How do static and rolling frictions factor into force/power needed to start and accelerate trains?

Question

I am trying to understand how to calculate the necessary force to start moving a train and I was wondering about the roles of rolling and static friction into the equation. From several sources I read that the rolling friction coefficient is about 0.0015 and the static friction ranges between 0.35 and 0.50 for most trains.

Let's say there is a train with 5 train cars, each weighs 100,000lb. As per my understanding, when a locomotive pulls a train, it does it one car at a time and that is achieved by the joints between the cars being able to expand and contract to alleviate the load on the locomotive when starting to move or when coming to a stop.

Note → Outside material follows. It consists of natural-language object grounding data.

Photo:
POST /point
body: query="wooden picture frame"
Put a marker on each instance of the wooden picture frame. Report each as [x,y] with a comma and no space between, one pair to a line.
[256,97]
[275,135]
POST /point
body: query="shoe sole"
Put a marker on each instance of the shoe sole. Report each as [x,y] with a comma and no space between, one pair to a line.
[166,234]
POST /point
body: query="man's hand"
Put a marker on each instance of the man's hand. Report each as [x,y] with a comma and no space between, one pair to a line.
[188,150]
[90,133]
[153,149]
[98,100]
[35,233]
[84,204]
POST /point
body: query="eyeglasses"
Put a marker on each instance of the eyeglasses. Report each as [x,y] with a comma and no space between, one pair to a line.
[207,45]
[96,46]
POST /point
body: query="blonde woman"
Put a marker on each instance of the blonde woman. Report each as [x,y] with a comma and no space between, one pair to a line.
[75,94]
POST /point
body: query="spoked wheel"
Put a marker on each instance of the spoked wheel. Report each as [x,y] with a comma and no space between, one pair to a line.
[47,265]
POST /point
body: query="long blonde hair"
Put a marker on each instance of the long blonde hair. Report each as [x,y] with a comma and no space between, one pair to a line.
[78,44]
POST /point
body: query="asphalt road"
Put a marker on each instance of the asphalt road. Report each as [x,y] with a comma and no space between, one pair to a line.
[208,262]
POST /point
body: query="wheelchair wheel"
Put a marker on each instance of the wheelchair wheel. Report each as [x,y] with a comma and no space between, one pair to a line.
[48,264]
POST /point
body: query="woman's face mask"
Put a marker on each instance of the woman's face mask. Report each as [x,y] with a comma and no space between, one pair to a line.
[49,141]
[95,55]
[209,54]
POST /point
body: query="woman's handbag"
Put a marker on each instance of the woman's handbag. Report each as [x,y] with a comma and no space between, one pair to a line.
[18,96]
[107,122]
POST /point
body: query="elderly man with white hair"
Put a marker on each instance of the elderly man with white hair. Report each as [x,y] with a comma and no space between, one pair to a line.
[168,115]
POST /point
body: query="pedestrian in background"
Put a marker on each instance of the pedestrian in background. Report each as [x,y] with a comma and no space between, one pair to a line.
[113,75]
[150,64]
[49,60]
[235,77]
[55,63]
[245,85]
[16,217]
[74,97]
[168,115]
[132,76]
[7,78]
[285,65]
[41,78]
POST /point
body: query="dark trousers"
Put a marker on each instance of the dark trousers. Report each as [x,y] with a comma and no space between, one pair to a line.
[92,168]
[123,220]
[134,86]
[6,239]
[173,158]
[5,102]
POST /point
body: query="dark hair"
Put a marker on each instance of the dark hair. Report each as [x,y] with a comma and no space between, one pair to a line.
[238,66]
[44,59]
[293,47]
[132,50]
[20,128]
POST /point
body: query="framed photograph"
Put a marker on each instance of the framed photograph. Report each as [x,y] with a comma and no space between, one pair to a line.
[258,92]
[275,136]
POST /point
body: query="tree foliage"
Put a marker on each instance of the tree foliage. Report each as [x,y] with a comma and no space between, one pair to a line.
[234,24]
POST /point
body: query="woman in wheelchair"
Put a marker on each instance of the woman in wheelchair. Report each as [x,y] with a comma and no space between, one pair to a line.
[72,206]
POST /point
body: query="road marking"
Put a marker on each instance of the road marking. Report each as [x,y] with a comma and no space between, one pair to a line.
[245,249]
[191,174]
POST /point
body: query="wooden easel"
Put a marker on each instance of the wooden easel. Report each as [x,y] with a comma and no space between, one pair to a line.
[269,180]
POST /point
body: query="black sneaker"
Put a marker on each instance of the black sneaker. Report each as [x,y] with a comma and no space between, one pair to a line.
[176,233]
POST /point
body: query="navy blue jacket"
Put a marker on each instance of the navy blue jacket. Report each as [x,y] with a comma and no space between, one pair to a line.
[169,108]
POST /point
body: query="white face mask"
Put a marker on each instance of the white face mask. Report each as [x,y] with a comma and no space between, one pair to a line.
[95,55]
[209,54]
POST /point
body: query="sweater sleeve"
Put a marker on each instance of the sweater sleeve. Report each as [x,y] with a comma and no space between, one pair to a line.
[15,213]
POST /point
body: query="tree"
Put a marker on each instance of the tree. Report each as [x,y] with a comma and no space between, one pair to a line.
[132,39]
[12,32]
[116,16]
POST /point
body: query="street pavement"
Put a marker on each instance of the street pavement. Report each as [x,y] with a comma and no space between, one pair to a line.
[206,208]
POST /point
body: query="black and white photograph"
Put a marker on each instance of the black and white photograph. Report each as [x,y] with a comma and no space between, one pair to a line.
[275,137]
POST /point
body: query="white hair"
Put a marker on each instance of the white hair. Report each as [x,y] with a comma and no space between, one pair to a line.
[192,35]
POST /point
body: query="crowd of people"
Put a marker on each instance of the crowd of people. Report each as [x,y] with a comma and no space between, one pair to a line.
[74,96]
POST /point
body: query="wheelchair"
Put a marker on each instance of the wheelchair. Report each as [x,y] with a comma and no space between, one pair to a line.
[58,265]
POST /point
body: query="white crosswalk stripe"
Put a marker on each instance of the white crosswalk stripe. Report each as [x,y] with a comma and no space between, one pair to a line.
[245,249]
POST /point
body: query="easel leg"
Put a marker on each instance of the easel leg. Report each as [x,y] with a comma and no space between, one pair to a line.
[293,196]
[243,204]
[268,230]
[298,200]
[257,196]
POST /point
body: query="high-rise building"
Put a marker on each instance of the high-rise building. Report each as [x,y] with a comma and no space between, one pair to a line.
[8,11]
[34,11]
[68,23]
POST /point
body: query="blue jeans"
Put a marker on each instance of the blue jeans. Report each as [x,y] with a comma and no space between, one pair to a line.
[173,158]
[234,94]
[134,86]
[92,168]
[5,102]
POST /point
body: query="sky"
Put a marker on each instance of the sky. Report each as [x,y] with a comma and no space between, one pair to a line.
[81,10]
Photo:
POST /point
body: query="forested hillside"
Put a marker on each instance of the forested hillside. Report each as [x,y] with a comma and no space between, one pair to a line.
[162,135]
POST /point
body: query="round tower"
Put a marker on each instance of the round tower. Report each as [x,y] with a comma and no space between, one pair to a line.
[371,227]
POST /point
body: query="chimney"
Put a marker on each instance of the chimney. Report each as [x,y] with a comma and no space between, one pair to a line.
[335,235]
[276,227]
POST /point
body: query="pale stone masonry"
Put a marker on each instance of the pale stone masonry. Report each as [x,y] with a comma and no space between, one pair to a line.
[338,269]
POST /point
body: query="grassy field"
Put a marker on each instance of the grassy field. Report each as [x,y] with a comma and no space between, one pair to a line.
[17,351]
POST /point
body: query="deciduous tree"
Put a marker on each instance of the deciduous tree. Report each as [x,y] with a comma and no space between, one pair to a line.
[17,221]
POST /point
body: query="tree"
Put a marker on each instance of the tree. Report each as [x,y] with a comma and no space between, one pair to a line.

Question 1: My current understanding is that the locomotive needs to overcome the static friction of one car at a time, and the rolling friction of the cars that are already in motion. Is this correct?

Question 2: if we assume we have a 5 train car, 0% grade, no other friction forces are acting, how do we calculate the maximum necessary force to get the whole train moving by moving one car at a time?

Based on my current understanding, this is what I came up with:

F = Fs + Fr (where Fs is force necessary to get the 5th car moving, and Fr is the accumulated force necessary to keep the first 4 cars moving)

F = Cs*M + 4 * Cr * M (where Cs is coefficient for static friction, M is the car's mass, and Cr is coefficient for rolling friction)

F = 0.35 * 100,000 + 0.0015 * 100,000 * 4 = 35,000 + 600 = 35,600lbf

Once the whole train is moving, the force necessary to keep it moving is:

F = 0.0015 * 100,000 * 5 = 750lbf

Then say we want to move it at 10mph, the total horsepower needed would be:

Horsepower = 750 * 5280 * 10 / 3600 = 11,000 ft-lbf/s = 20HP

Question 3: how to calculate the total power necessary to bring this train from 0mph to 10mph over a distance of 500ft? How do I factor in the inertia into the equation?

Answer 1

To question one, yes your reasoning here is correct.

To question two, the frictional force is given by $F=C_s\cdot N$ for static friction and $F=C_r\cdot N$ for rolling respectively, where $N$ is the normal force. The normal force is such that $N=M\cdot g$, where $g$ is the magnitude of the gravitational acceleration given as $32ft/s^2$ in the imperial units. So your calculations look ok except for you do not include the weight of your cars, only their mass. Be sure to bring in the factor $g$, e.g. $F_s=C_s\cdot M\cdot 32ft/s^2$ and similarly for the rolling term.

To question three, you have not given enough information to calculate it, e.g. you can calculate the work required via the work energy theorem, however, you do not specify the time over which the acceleration will be accomplished. Obviously getting the train from zero to ten miles per hour in three seconds takes alot more power then getting it there over an hour. So if you knew how fast you wanted to accomplish the job, then the by the work energy theorem the work done is equal to the change in kinetic energy which is in this case: ${1\over 2}MV^2$, so multiply by the factor of time to get the horsepower, keeping in mind all the correct units.